It's the catch-22 of vacations. Eager to capture precious moments, you lug your camera everywhere, forcing family members into unnatural poses and sapping said precious moments of their fun and spontaneity.
MetaSignal Inc. has a solution -- at least for devotees of theme parks. The start-up, based in Newton, Mass., has designed a network of digital video cameras, distributed around the Disneylands and Busch Gardens of the world, that will record the high old times of park visitors. It will work this way: tourists rent tags similar to the kind that allow cars to ignore toll buckets on some highways. Tracking a radio-frequency signal emitted by the tags, MetaSignal's cameras record visitors' antics throughout the day. Tag wearers then drop by a booth to buy CD-ROMs (tentative pricing: $20 to $25) or DVDs (tentative pricing: $30 to $35) of the documentary-style videos. If groups split up, footage of their individual adventures can be assembled on a single disk.

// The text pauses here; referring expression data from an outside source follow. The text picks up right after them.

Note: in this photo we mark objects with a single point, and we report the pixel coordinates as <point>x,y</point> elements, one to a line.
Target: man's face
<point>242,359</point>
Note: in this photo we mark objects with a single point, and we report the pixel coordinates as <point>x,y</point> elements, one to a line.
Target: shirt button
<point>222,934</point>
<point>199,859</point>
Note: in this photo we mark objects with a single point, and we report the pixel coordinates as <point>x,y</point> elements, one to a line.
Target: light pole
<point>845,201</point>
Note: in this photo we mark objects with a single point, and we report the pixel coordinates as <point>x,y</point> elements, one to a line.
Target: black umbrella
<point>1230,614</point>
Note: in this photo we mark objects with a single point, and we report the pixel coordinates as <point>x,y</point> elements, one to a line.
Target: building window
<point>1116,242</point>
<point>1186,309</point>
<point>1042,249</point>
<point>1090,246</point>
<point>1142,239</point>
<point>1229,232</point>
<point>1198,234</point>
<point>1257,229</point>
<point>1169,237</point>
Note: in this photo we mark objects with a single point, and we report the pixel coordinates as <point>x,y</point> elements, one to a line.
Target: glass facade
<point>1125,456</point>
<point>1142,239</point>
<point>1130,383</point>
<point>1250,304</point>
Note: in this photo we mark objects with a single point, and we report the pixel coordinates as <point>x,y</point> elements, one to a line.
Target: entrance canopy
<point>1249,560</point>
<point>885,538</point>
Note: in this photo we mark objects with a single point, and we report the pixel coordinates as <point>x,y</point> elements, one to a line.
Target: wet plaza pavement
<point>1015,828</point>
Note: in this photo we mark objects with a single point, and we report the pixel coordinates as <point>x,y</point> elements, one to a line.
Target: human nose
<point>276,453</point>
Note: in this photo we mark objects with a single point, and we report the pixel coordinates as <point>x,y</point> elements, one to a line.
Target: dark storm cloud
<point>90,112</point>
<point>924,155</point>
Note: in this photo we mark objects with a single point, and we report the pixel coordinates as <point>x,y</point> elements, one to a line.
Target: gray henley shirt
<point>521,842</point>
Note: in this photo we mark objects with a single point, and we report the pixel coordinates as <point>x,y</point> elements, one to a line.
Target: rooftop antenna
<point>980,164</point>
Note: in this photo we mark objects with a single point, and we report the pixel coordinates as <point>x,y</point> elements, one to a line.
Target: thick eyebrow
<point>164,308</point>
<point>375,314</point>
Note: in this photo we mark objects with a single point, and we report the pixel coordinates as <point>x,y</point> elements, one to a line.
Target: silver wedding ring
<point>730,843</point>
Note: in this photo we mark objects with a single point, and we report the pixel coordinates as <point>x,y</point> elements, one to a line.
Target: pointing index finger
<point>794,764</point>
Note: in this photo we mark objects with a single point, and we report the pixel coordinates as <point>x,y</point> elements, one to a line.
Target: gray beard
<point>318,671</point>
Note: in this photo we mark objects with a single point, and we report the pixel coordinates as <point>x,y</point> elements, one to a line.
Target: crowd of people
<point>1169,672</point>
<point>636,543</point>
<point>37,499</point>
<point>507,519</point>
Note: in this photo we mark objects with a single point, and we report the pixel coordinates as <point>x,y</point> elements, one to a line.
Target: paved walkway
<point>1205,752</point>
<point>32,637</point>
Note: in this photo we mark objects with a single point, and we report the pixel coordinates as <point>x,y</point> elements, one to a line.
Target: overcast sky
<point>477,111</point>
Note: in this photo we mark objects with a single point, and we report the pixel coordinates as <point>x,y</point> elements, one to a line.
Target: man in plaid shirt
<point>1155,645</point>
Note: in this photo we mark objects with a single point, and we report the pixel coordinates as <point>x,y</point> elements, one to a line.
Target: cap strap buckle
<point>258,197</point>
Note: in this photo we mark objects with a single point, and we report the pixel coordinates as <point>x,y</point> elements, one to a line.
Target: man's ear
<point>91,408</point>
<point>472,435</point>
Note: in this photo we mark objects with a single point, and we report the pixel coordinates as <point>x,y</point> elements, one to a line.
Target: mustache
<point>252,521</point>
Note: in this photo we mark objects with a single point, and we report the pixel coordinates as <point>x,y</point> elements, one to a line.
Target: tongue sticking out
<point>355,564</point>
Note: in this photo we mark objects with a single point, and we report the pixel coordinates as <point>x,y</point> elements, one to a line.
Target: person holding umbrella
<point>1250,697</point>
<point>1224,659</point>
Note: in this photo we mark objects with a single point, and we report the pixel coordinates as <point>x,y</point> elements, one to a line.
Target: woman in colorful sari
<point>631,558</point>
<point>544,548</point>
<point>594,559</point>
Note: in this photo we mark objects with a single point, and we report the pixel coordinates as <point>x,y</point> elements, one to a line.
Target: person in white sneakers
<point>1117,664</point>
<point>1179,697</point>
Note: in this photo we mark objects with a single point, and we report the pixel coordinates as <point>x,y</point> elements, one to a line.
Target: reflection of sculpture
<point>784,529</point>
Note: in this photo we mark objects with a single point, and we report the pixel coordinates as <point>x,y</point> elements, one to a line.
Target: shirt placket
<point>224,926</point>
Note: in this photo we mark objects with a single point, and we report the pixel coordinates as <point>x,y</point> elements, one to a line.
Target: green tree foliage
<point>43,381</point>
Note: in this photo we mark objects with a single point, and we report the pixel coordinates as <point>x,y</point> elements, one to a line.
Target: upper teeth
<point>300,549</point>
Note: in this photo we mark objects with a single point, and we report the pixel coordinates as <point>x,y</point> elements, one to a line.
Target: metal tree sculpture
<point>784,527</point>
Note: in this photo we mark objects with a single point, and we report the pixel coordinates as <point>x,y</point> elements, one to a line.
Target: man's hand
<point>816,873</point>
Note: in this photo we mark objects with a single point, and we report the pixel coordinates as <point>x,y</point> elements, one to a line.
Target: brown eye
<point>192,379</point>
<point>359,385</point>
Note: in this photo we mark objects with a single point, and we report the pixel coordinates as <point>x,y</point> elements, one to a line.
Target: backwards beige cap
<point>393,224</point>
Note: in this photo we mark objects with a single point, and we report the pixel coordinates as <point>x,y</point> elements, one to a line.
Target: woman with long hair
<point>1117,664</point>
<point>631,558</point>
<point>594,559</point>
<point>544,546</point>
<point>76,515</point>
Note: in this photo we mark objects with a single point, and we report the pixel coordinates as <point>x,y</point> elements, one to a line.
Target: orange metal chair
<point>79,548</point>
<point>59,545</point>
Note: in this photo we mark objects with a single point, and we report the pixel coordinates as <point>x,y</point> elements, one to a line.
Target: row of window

Amusement-park economics are such that MetaSignal will have to share 20% to 40% of its proceeds with park operators, as well as hire scores of seasonal workers to handle customer service and sales. At press time the company had no firm customers, but with 300 million people thronging park attractions annually, the potential audience is huge. And founder Feng Chi Wang, formerly a senior staff engineer at Motorola, is betting that boomer parents will clamor for images of their children screaming through quick drops and corkscrew turns. There's the moony teen market as well. "Using our system you can search for every image that includes both you and Susie, the girl you have a crush on," Wang says.